Wattie also identified how volunteer hours were up, as was fair attendance. “There’s a lot more activism within the community, within the fair, and very much appreciated all the work that comes in and all the while with our fair attendance went up almost 10%…, so more people coming into the fair, more people participating, and we’re doing more with it.”

He completed his report by thanking the board of directors. “I’m really happy and thank you very much to the board of directors for all the work you’ve done,” said Wattie.  “A lot of it is things [that] don’t get seen by most of the community. They see the events, they’ll see the fair, but they don’t see the work behind [the scenes] that takes forever.  Most people in this room probably have an understanding of that, but most [others] don’t.” 

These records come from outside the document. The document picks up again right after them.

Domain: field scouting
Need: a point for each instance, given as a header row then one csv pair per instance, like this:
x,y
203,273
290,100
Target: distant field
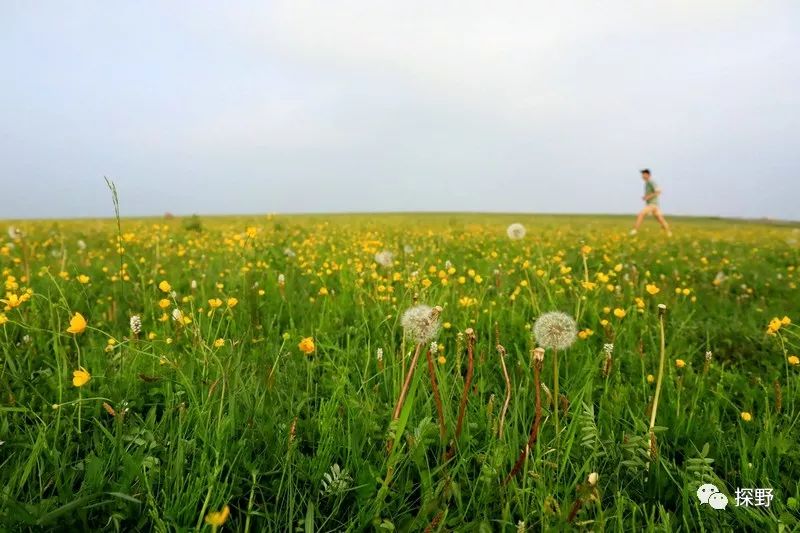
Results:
x,y
246,373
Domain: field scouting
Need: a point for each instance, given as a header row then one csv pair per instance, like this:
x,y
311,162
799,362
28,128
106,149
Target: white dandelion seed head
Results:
x,y
515,231
421,323
384,258
555,330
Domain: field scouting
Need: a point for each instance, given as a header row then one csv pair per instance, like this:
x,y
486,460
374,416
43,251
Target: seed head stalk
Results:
x,y
502,351
556,399
661,310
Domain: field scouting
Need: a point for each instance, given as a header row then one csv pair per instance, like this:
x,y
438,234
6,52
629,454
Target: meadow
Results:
x,y
263,373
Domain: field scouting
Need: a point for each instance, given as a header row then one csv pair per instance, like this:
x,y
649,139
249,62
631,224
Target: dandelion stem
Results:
x,y
436,398
556,398
660,372
502,351
402,398
534,435
467,381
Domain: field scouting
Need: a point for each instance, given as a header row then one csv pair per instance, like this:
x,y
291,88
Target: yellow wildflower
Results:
x,y
307,345
80,377
217,518
77,324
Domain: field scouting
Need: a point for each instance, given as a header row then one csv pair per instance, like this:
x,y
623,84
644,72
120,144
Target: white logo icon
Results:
x,y
711,495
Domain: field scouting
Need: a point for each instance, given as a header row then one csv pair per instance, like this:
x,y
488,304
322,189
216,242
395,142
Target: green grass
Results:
x,y
299,443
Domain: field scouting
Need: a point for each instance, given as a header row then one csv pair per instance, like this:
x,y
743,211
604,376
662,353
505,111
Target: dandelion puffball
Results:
x,y
515,231
555,330
421,323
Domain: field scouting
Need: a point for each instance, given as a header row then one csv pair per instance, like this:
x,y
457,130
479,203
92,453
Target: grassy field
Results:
x,y
244,374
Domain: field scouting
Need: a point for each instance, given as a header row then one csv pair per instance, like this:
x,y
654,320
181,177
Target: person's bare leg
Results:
x,y
660,217
639,220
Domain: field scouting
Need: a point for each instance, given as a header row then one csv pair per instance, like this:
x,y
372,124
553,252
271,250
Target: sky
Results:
x,y
369,106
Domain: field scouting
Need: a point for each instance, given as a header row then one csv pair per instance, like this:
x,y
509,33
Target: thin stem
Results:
x,y
660,374
407,383
534,435
502,352
436,398
556,399
467,381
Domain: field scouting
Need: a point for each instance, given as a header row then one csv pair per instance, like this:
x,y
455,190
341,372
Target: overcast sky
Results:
x,y
236,107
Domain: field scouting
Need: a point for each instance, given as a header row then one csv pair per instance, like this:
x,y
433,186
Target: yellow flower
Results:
x,y
80,377
307,345
774,325
466,301
217,518
12,300
77,324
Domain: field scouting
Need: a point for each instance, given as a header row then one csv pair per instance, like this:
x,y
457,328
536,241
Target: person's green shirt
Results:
x,y
650,188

Elections were held as required, but there were twelve nominations for twelve positions and each of the nominees accepted their nomination. Similarly, the executive agreed to remain in their positions for another term. The executive for 2024 will be:

  • President: David Wattie
  • First vice: Charity Stucki
  • Second vice: Charyl McLaughlin
  • Treasurer: Linda Holland
  • Secretary: Wendy Trenholm

Following the elections, Wattie presented his remarks for the year beginning. “Coming into the new year, the fair dates are July 19-21,” said Wattie. “And with everything we’re doing…we’re continuing to grow the fair and or other events, other programmes with increased positive impact and community involvement. And I think the numbers and the stories of what we’ve had happen this year, show that we’re taking that path, and I just want to continue with that stage of growth.”

The final item on the agenda was the presentation of various service awards. Years of service awards were presented to Bryce Robinson and Shayla Fraser. Accomplishment awards were presented to Nancy Lafave Lague, Jill Robinson, Jennifer Waldroff, RBC Communities Together Fund (accepted by Charyl McLaughlin), and The Properties Group Management Ltd. (accepted by Bryce Robinson). A Meritorious Service award was presented to Donna Lee MacDonald.

With that complete, the meeting adjourned.